For distance runners, major adaptations from the demands of sustained running include a larger, stronger heart and increased blood vessels to supply oxygen to the specific muscles involved in running. In contrast, adaptations to training for throwers include increased size and thickness of specific muscles of the body that are trained to improve power.
This principle applied to sports fitness training means that the overall energy demands of the sport determine which fitness components (e.g., strength, power, endurance) should be developed so that the requirements of the sport are matched.
For example, basketball fitness training should include some distance work with intermittent speed and agility training. In contrast, golfers would require little distance work, but train for power and flexibility.
Specificity and Sport Skill Learning
Sport skills are unique to each sport. Competitive sports require athletes to command an arsenal of options for executing skills so that they can make split-second adjustments in a variety of competitive situations.

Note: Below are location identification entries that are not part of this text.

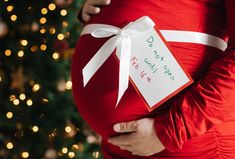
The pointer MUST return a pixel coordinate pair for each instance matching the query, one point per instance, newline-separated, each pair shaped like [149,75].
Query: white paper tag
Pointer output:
[154,70]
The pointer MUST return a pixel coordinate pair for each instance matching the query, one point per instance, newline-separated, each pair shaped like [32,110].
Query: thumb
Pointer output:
[130,126]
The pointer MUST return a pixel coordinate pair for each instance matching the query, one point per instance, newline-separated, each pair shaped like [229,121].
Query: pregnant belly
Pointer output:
[96,102]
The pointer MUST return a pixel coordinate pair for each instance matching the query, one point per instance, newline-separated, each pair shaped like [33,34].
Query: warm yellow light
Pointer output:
[16,102]
[44,100]
[52,6]
[10,8]
[36,87]
[60,36]
[75,147]
[52,30]
[68,129]
[29,102]
[43,31]
[8,52]
[25,154]
[71,154]
[63,12]
[55,56]
[13,17]
[24,42]
[68,85]
[12,97]
[9,145]
[96,154]
[35,128]
[34,48]
[64,150]
[65,24]
[22,96]
[44,11]
[43,20]
[20,53]
[9,115]
[43,47]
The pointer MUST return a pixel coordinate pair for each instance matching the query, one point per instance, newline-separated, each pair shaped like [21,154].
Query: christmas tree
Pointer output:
[38,118]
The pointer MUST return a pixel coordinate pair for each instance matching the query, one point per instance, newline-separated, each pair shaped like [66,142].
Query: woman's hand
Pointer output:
[142,139]
[92,7]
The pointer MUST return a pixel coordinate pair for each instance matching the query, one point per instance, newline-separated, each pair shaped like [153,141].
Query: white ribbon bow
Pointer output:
[122,43]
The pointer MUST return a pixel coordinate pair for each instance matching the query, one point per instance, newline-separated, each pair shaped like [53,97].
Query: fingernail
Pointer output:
[116,127]
[108,1]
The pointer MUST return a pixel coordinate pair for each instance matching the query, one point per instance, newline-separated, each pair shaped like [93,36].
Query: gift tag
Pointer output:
[144,56]
[154,71]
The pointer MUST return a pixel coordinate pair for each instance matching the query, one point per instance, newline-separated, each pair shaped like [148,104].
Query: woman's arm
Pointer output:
[91,7]
[207,103]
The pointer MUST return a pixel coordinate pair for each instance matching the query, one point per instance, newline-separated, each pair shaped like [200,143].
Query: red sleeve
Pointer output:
[207,102]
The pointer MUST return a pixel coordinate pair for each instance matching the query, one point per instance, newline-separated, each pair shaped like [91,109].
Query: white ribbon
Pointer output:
[121,41]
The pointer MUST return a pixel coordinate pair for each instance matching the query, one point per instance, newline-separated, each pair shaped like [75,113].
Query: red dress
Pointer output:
[199,122]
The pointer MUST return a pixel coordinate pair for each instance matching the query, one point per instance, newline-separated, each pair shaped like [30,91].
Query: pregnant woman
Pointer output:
[197,123]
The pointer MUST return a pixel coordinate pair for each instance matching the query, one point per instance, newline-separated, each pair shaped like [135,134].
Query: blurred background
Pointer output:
[38,118]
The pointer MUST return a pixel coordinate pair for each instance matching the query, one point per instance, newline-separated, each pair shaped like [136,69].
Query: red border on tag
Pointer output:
[173,93]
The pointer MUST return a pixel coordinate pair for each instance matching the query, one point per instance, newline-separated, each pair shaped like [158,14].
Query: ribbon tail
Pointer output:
[124,50]
[98,59]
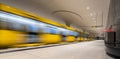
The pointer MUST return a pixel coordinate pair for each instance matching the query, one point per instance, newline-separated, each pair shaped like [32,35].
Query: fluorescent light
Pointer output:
[87,7]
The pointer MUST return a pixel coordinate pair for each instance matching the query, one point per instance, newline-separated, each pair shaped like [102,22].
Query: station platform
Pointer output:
[82,50]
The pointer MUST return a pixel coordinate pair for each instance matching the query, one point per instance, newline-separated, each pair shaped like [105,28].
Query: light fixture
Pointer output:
[87,7]
[91,14]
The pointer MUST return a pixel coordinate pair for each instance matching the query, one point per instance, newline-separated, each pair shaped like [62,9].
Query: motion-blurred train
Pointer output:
[19,28]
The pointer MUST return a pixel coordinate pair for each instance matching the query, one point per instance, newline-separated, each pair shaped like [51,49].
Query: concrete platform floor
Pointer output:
[82,50]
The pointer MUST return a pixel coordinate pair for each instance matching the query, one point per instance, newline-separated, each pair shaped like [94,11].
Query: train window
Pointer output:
[32,28]
[3,25]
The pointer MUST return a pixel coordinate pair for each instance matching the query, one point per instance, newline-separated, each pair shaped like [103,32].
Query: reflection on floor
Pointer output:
[82,50]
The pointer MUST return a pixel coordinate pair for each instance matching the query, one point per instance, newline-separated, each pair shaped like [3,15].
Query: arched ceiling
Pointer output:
[90,15]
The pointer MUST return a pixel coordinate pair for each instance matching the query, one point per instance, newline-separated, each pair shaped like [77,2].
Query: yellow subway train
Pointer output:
[19,28]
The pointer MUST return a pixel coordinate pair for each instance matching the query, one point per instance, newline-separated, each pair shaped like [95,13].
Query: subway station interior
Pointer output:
[59,29]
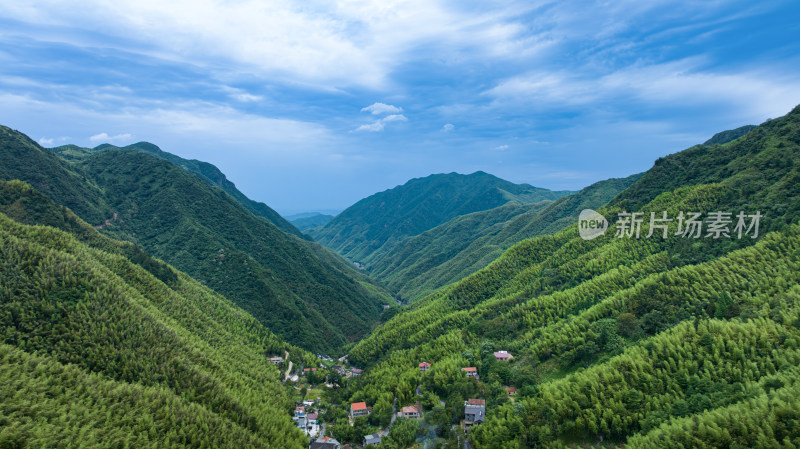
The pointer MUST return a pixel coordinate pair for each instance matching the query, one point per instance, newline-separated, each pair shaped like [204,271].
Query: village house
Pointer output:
[503,356]
[300,417]
[471,371]
[411,413]
[372,440]
[324,443]
[359,409]
[474,411]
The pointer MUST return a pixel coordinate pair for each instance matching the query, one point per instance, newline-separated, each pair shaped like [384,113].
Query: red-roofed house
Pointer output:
[324,443]
[471,371]
[503,356]
[411,412]
[359,409]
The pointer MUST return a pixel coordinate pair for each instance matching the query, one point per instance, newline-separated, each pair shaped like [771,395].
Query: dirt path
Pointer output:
[289,369]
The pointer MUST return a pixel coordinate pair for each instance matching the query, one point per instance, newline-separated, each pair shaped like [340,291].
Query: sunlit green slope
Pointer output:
[646,342]
[103,346]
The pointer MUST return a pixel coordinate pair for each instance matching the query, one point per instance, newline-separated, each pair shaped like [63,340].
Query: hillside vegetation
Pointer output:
[209,173]
[296,288]
[374,224]
[418,265]
[104,346]
[648,342]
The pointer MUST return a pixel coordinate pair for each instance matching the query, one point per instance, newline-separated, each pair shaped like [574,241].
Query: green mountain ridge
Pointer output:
[415,267]
[305,223]
[209,173]
[377,222]
[98,351]
[648,342]
[295,287]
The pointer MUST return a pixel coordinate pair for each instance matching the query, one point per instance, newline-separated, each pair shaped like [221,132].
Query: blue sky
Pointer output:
[315,105]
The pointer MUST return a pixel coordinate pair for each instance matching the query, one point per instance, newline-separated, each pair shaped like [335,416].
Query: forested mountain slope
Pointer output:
[307,222]
[372,225]
[632,341]
[22,158]
[209,173]
[418,265]
[296,288]
[104,346]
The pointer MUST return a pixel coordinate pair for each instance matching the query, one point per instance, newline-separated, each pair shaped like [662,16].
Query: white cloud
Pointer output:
[371,127]
[381,108]
[329,44]
[379,125]
[246,98]
[105,138]
[755,93]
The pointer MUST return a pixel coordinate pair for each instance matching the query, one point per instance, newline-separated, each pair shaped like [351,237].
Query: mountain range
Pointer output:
[663,341]
[293,286]
[142,298]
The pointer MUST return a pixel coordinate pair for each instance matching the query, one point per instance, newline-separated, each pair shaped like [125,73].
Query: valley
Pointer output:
[146,302]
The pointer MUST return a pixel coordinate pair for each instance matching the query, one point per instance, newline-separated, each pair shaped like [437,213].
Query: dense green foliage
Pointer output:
[209,173]
[649,342]
[295,287]
[305,223]
[416,266]
[95,351]
[729,135]
[313,300]
[22,158]
[375,223]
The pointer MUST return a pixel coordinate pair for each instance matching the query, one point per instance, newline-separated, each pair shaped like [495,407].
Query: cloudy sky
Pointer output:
[311,105]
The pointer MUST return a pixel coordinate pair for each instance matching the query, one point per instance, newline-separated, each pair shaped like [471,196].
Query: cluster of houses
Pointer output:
[355,372]
[324,443]
[474,409]
[308,422]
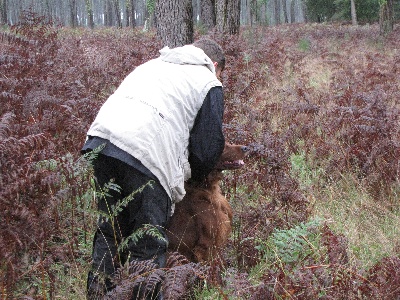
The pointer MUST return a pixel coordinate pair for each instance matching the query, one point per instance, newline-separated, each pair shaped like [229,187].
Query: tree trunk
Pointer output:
[174,22]
[117,13]
[130,13]
[3,12]
[353,12]
[228,16]
[292,11]
[108,15]
[285,14]
[386,19]
[207,14]
[73,13]
[89,9]
[277,12]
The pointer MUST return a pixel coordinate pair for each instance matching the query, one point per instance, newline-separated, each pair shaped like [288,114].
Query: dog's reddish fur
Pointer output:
[202,221]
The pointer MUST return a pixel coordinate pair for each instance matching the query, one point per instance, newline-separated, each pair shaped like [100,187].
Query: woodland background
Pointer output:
[316,208]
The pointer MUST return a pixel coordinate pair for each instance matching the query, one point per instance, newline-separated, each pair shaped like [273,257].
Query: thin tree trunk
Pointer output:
[89,9]
[353,12]
[73,13]
[228,16]
[3,12]
[117,13]
[285,14]
[386,19]
[292,11]
[207,14]
[174,22]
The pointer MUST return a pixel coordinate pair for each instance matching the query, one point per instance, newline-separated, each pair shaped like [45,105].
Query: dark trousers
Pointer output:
[148,206]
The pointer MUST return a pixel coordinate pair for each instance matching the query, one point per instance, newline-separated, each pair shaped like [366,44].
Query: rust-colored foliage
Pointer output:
[53,82]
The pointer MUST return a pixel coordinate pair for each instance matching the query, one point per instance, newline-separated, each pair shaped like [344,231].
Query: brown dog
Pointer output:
[202,221]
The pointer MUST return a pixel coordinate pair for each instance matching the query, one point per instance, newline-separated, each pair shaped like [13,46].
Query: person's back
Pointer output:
[154,108]
[166,113]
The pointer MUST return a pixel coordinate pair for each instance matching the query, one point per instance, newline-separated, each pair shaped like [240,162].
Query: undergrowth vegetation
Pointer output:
[316,208]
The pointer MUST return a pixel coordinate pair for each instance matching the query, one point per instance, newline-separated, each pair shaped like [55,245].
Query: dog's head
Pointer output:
[232,157]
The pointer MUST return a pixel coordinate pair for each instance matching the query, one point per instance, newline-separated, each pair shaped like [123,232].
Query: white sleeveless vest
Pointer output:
[151,114]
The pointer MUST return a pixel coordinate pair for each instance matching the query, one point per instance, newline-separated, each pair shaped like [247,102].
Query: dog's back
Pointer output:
[202,221]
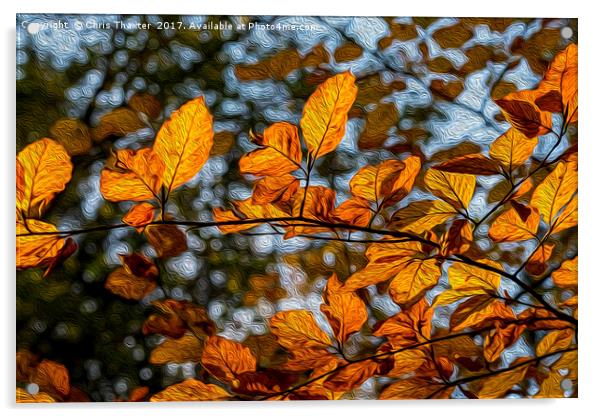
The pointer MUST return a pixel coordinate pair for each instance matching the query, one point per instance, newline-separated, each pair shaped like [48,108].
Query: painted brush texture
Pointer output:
[232,209]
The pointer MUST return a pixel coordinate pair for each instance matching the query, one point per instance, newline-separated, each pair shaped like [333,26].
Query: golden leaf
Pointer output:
[43,170]
[135,176]
[298,329]
[275,190]
[413,280]
[184,142]
[512,149]
[456,189]
[420,216]
[140,214]
[555,340]
[187,348]
[37,250]
[514,225]
[280,152]
[387,182]
[345,311]
[555,191]
[325,114]
[191,390]
[226,359]
[356,211]
[566,275]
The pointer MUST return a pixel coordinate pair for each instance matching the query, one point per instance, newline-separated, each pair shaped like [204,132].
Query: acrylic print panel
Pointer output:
[295,208]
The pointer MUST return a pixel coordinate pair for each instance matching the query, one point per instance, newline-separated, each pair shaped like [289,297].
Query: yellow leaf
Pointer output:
[467,280]
[184,142]
[226,359]
[191,390]
[566,275]
[187,348]
[555,191]
[23,396]
[280,152]
[512,149]
[345,311]
[275,190]
[562,75]
[135,176]
[37,250]
[456,189]
[140,214]
[497,386]
[512,225]
[387,182]
[413,280]
[43,170]
[298,329]
[555,340]
[356,211]
[423,215]
[325,114]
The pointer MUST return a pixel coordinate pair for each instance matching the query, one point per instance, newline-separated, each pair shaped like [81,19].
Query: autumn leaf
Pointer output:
[298,329]
[226,359]
[512,149]
[423,215]
[456,189]
[387,182]
[325,114]
[518,223]
[555,191]
[134,176]
[184,142]
[43,170]
[566,275]
[187,348]
[345,311]
[34,250]
[191,390]
[280,152]
[475,164]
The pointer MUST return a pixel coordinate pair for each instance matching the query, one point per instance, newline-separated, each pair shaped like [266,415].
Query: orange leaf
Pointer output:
[184,142]
[275,190]
[456,189]
[518,223]
[387,182]
[566,275]
[140,215]
[475,164]
[298,329]
[555,191]
[37,250]
[280,153]
[345,311]
[226,359]
[43,170]
[134,176]
[325,114]
[355,211]
[512,149]
[191,390]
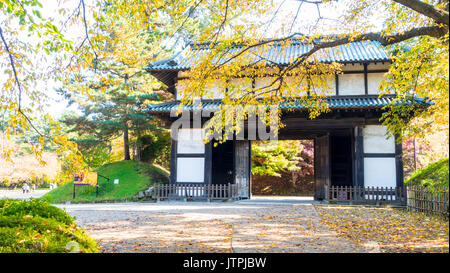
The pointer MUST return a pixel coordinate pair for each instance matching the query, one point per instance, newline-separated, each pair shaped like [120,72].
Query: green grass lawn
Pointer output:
[435,174]
[36,226]
[133,177]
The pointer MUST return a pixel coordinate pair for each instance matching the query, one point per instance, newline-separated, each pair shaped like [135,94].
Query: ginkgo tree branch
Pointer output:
[17,81]
[437,14]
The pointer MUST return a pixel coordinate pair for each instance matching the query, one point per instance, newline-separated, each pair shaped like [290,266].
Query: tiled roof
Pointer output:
[368,51]
[356,102]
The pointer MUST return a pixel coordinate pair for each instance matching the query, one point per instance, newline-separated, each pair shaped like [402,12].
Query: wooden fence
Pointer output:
[429,201]
[376,195]
[206,192]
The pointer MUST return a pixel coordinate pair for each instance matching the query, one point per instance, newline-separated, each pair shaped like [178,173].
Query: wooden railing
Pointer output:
[377,195]
[429,201]
[195,192]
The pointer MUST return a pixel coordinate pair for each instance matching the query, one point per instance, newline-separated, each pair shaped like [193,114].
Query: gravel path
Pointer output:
[243,226]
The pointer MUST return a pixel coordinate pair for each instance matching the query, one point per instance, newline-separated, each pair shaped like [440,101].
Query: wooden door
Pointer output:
[321,166]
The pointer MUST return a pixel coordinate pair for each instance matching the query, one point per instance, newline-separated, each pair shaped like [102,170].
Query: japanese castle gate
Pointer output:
[350,144]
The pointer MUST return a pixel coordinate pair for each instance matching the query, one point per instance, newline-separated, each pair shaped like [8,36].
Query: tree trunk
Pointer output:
[126,144]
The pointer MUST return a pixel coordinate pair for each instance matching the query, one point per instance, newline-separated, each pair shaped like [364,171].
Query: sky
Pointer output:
[288,10]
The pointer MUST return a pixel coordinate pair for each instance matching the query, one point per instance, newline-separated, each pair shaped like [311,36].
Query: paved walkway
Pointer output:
[258,225]
[17,194]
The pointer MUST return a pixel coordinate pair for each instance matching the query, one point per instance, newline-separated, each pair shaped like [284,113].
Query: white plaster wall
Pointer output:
[214,89]
[379,172]
[190,141]
[351,84]
[294,87]
[378,66]
[190,169]
[180,86]
[374,140]
[352,67]
[373,82]
[240,84]
[262,82]
[329,88]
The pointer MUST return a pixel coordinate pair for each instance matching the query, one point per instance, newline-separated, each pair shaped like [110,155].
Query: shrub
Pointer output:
[36,226]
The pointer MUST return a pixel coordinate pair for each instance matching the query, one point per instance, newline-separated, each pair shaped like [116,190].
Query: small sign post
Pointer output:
[90,179]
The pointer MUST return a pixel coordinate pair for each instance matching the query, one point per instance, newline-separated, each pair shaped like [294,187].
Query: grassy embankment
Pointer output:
[133,178]
[36,226]
[435,174]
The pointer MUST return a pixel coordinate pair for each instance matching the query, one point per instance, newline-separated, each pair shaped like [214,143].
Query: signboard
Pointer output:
[81,179]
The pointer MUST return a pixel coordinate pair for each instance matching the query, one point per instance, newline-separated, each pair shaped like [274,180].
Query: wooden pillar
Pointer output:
[358,171]
[399,162]
[242,168]
[321,166]
[173,162]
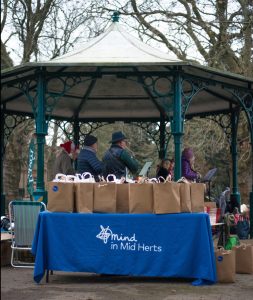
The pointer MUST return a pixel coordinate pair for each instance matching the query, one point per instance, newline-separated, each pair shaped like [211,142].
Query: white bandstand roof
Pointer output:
[115,45]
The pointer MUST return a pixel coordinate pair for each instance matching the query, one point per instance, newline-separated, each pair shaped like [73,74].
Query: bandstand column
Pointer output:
[41,131]
[177,125]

Specificity for learning sport skills involves performing a variety of closely related movements. Rather than practicing and perfecting any single skill or movement only, specificity of skill learning means that athletes must develop variations of skills so that they can quickly adapt to the different conditions they will encounter in game play. See
Training Variation
Early in learning, athletes tend to benefit from practicing skills with little variation because they are just beginning to understand what the skill requires. This is called the cognitive or mental stage. However, as learners progress, adding variation to practice better matches the specific demands of competition.